Tra i rosati accanto all’ormai classico Cerasuolo d’Abruzzo Doc Fantini, medaglia d’oro nella categoria vini rosati Doc e Dop, con l’annata 2012 nella seconda edizione del
Concorso rosati d’Italia, credo abbia trovato una sua identità precisa il rosato prodotto nell’azienda lucana del gruppo, la Vigneti del Vulture, opera di uno dei diversi giovani enologi open mind con esperienze di vendemmia e vinificazione maturate in tutto il mondo, soprattutto nel Nuovo Mondo, Dennis Verdecchia, responsabile delle vinificazioni in Campania (nella tenuta Vesevo in Irpinia, ottimo il suo Taurasi 2008) e nell’area del Vulture.
Anche lui rafforzato da esperienze maturate in Argentina, Nuova Zelanda e Sud Africa, Verdecchia ama sperimentare e percorrere strade nuove.
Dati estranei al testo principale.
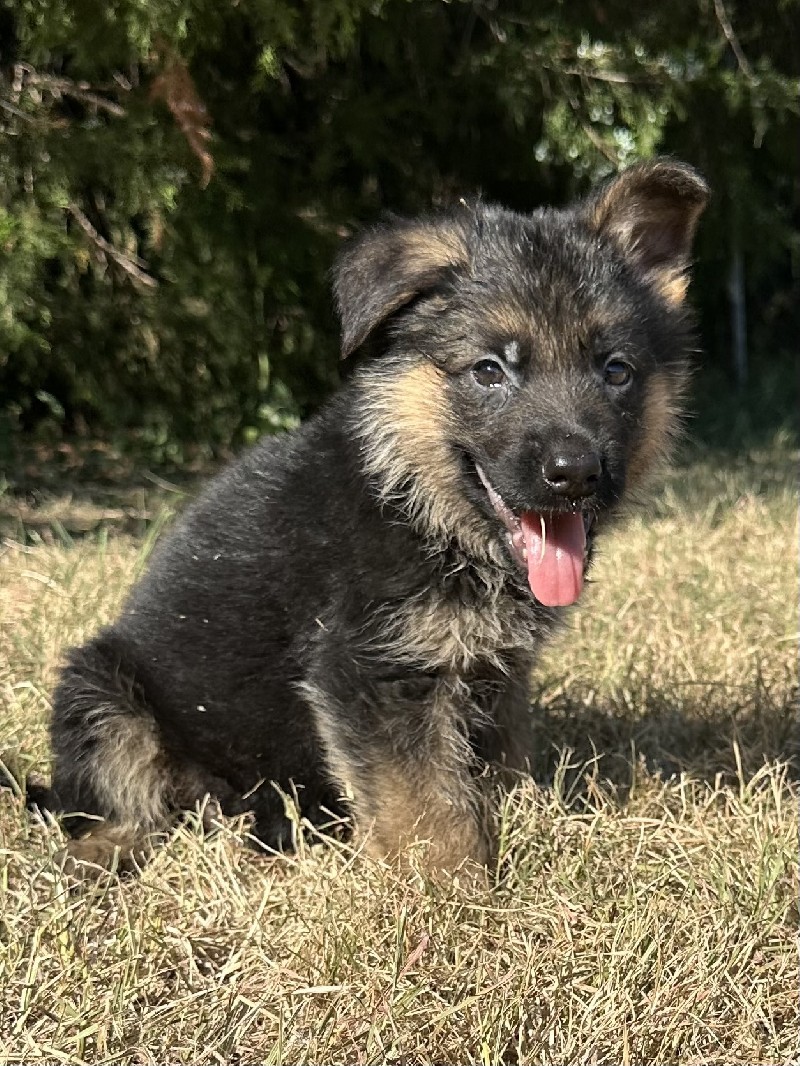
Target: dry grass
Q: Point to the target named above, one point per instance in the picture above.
(645, 907)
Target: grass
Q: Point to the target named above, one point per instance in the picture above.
(645, 907)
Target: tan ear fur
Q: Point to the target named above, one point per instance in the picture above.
(387, 268)
(651, 212)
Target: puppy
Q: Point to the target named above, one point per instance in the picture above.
(351, 611)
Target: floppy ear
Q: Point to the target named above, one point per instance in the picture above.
(389, 265)
(651, 211)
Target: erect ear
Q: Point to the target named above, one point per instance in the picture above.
(651, 211)
(389, 265)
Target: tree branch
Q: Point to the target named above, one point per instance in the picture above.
(131, 265)
(724, 21)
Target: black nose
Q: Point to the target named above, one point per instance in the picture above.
(573, 474)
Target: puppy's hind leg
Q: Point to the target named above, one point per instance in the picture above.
(112, 777)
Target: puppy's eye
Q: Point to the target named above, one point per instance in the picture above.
(618, 373)
(489, 374)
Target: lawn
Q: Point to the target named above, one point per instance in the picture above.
(644, 909)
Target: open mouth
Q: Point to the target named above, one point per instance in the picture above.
(549, 545)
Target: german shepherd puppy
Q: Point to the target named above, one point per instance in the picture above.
(351, 611)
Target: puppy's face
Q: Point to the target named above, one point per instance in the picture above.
(529, 368)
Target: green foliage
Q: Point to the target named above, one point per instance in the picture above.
(178, 176)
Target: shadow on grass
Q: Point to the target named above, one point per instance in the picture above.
(666, 739)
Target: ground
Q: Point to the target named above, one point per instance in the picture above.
(644, 907)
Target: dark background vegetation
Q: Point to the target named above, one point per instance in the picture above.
(176, 177)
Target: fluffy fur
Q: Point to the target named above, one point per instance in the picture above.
(341, 614)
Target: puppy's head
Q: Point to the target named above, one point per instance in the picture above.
(525, 370)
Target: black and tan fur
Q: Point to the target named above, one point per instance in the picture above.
(339, 615)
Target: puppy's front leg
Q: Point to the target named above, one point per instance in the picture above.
(408, 771)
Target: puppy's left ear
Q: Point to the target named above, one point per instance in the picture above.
(651, 212)
(388, 267)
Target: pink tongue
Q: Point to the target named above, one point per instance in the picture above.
(556, 560)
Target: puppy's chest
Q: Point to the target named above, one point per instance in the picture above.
(457, 628)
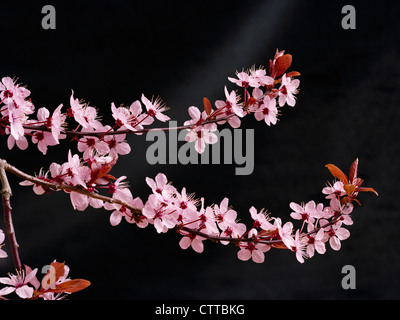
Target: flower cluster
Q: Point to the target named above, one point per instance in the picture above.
(55, 285)
(87, 172)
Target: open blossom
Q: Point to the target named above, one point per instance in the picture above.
(226, 220)
(85, 115)
(267, 111)
(253, 250)
(20, 283)
(287, 91)
(91, 145)
(38, 189)
(299, 247)
(192, 240)
(155, 109)
(308, 213)
(245, 80)
(261, 76)
(201, 136)
(117, 144)
(336, 234)
(316, 242)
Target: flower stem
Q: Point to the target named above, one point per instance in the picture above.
(6, 195)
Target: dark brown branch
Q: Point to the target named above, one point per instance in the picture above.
(56, 186)
(6, 195)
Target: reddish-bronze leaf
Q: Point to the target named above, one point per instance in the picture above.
(71, 286)
(102, 172)
(337, 173)
(282, 64)
(207, 105)
(353, 170)
(365, 189)
(58, 268)
(292, 74)
(349, 188)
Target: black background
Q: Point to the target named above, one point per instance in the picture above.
(113, 51)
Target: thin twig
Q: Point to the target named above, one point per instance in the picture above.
(6, 195)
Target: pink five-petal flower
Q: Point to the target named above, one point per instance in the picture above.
(122, 116)
(253, 250)
(155, 109)
(201, 136)
(267, 111)
(261, 76)
(245, 80)
(336, 234)
(232, 103)
(117, 144)
(19, 283)
(287, 91)
(85, 115)
(260, 220)
(299, 247)
(316, 242)
(38, 189)
(194, 241)
(336, 209)
(160, 183)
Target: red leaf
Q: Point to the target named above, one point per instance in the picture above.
(71, 286)
(292, 74)
(282, 64)
(365, 189)
(349, 188)
(207, 105)
(353, 170)
(58, 268)
(337, 173)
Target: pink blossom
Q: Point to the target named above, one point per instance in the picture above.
(261, 76)
(158, 211)
(207, 220)
(123, 212)
(336, 234)
(267, 111)
(77, 174)
(299, 247)
(336, 209)
(316, 242)
(159, 184)
(117, 144)
(285, 232)
(226, 220)
(155, 109)
(253, 250)
(91, 145)
(245, 80)
(123, 117)
(20, 283)
(17, 119)
(260, 220)
(3, 254)
(308, 213)
(287, 91)
(192, 240)
(85, 115)
(38, 189)
(21, 143)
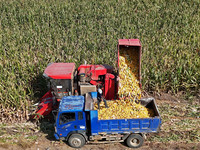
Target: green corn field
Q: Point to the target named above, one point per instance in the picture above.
(34, 33)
Lo ha fatto, in Basilicata, con un ottimo Aglianico del Vulture 2011 senza solfiti aggiunti Pipoli denominato Zero, affinato esclusivamente in acciaio e ottenuto da una macerazione protratta per ben tre mesi, quindi potendo contare su un vigneto di Aglianico posto in comune di Acerenza ad 850 metri di altezza, terroir speciale dove quella grande uva sviluppa un frutto potente, ottima struttura tannica, ma mantiene una grande acidità e freschezza, ha pensato ad un sorprendente Charmat rosé base Aglianico, la
Gran Cuvée Rosé Fantini Farnese (valorizzato nel suo appeal da un packaging curato e da una bottiglia che ricorda quello dello Champagne di una nobilissima antica maison di Reims).
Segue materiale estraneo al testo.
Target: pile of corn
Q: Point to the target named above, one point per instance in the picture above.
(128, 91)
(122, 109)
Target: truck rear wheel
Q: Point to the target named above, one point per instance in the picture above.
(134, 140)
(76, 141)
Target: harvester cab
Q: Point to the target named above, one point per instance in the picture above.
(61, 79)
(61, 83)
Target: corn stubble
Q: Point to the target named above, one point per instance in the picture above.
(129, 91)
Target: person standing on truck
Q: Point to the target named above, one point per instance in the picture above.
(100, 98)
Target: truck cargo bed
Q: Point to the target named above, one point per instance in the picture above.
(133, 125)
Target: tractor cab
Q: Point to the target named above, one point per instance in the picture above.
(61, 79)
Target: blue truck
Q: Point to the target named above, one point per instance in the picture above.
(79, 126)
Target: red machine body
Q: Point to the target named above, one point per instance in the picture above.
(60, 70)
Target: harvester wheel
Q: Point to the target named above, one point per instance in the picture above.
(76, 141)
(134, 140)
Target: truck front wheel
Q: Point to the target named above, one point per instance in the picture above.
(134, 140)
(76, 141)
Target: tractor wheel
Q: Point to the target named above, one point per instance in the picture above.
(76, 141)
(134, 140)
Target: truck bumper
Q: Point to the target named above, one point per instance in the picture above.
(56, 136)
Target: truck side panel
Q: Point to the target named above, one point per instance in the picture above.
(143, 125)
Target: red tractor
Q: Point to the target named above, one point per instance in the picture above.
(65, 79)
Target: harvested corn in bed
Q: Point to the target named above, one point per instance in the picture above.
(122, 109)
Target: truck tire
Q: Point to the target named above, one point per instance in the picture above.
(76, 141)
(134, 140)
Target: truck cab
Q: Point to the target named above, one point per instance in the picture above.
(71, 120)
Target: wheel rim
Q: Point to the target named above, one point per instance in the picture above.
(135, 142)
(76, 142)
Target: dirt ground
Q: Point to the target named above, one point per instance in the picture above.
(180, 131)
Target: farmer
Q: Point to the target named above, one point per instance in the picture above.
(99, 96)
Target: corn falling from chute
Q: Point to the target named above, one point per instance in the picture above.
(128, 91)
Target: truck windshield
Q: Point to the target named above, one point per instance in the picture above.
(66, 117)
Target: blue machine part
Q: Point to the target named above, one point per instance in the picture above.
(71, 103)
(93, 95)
E poi, dopo essersi inventato un bianco particolarissimo come il Pipoli bianco, mix di uve Greco da vecchi vigneti ad alberello e di uve Fiano, ha pensato bene che con l’Aglianico si potesse produrre anche un signor rosato. Affinato esclusivamente in acciaio, da uve, raccolte il 10 ottobre, versate direttamente in pressa per ottenere un mosto fiore. Il risultato è un rosato di tutto rispetto che mi rafforza nella convinzione che anche l’Aglianico possa rappresentare una di quelle uve che fanno la differenza non solo nella produzione di grandi rossi di ampia struttura ma anche di più garbati rosati da antipasti, carni bianche e preparazioni a base di pesce.
Cerasuolo squillante il colore, brillante, multiriflesso, pieno di vita, ed il primo impatto olfattivo mostra un naso energico, salato, di grande densità e nitore, con note di ciliegia e di agrumi in evidenza e una bella vena sapida nervosa. La bocca è ben secca (vivaddio, con nessuna concessione alle mode sceme che originano rosati in forma di stupidi bon bon fragolosi chewingosi e zuccherosi), asciutta al punto giusto, con ampio sviluppo, larghezza, ampiezza e persistenza, una considerevole struttura ed un finale salato minerale pieno di sapore che invoglia al bere e consente al vino di ben sottolineare ed esaltare le preparazioni gastronomiche cui viene accostato.